- Estudo aponta que, se os recifes da Flórida continuarem a degradar, o risco de inundações para as pessoas pode aumentar 42% e o risco para prédios, 47%, até o fim do século.
- Segundo a pesquisa, as inundações resultariam em cerca de US$ 412,5 milhões em danos a estruturas e em US$ 438,1 milhões em interrupção econômica por ano.
- Recifes de corais atuam como quebra-mar naturais, absorvendo até 97% da energia das ondas, sendo a crista do recife a parte que sofre o maior impacto.

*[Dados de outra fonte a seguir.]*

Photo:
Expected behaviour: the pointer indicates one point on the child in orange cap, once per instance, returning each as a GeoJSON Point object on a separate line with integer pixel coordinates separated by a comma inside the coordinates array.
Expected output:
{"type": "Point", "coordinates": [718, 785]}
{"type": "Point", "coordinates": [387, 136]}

- A Flórida possui cerca de 350 milhas de recife, e a continuidade da degradação pode elevar o risco de danos em áreas de alto valor imobiliário.
- Globalmente, aproximadamente 200 milhões de pessoas se beneficiam da proteção costeira fornecida pelos recifes; a degradação pode tornar os impactos mais intensos e onerosos.
Corais da Flórida atuam como quebra-mar natural, reduzindo parte da energia de ondas de tempestades tropicais. Estudo aponta que, se a degradação persistir, inundações anuais podem subir, elevando custos com imóveis e interrupção econômica.
A pesquisa avalia riscos de inundações ao longo da costa da Flórida até o fim do século. Modelos simulam tempestades de várias intensidades, de fracas a eventos de 100 e 500 anos. Dados de 2010 servem de base para os cálculos.
A degradação dos recifes elevando o risco de inundações fica evidente: a cada ponto de deterioração, o impacto sobre pessoas e infraestrutura aumenta. As áreas mais vulneráveis ficam em trechos com recifes estreitos e baixa elevação.
O que a pesquisa aponta
Se os recifes continuarem a declinar, o risco de inundações para pessoas cresce 42% ao ano e o risco para edificações, 47%. As perdas estimadas chegam a 412,5 milhões de dólares em estruturas e 438,1 milhões em disruption econômica anualmente.
O estudo foca em 17% da costa da Flórida, onde danos por quilômetro podem superar 1 milhão de dólares. Regiões mais planas e protegidas por recifes menores concentram parte maior do risco.
Significado e contextos
Pesquisadores dizem que proteger os recifes é uma estratégia eficaz para reduzir danos. Mesmo recifes degradados oferecem proteção, segundo os autores, que veem a restauração como opção de resguardo de infraestruturas.
Especialistas destacam que o tema frequentemente é discutido apenas durante furacões. A proteção costeira, porém, envolve ativos como habitação, comércio e serviços públicos, que também se beneficiam da preservação dos recifes.
Conclusões do estudo
Os autores ressaltam que os resultados são conservadores e podem subestimar impactos futuros, caso haja aumento de intensidade de ondas ou nível do mar. A construção em áreas de risco continua a ampliar a exposição.
As conclusões reforçam a ideia de que a conservação de recifes deve ser integrada a políticas públicas de mitigação de desastres, com foco na resiliência costeira e proteção de comunidades vulneráveis.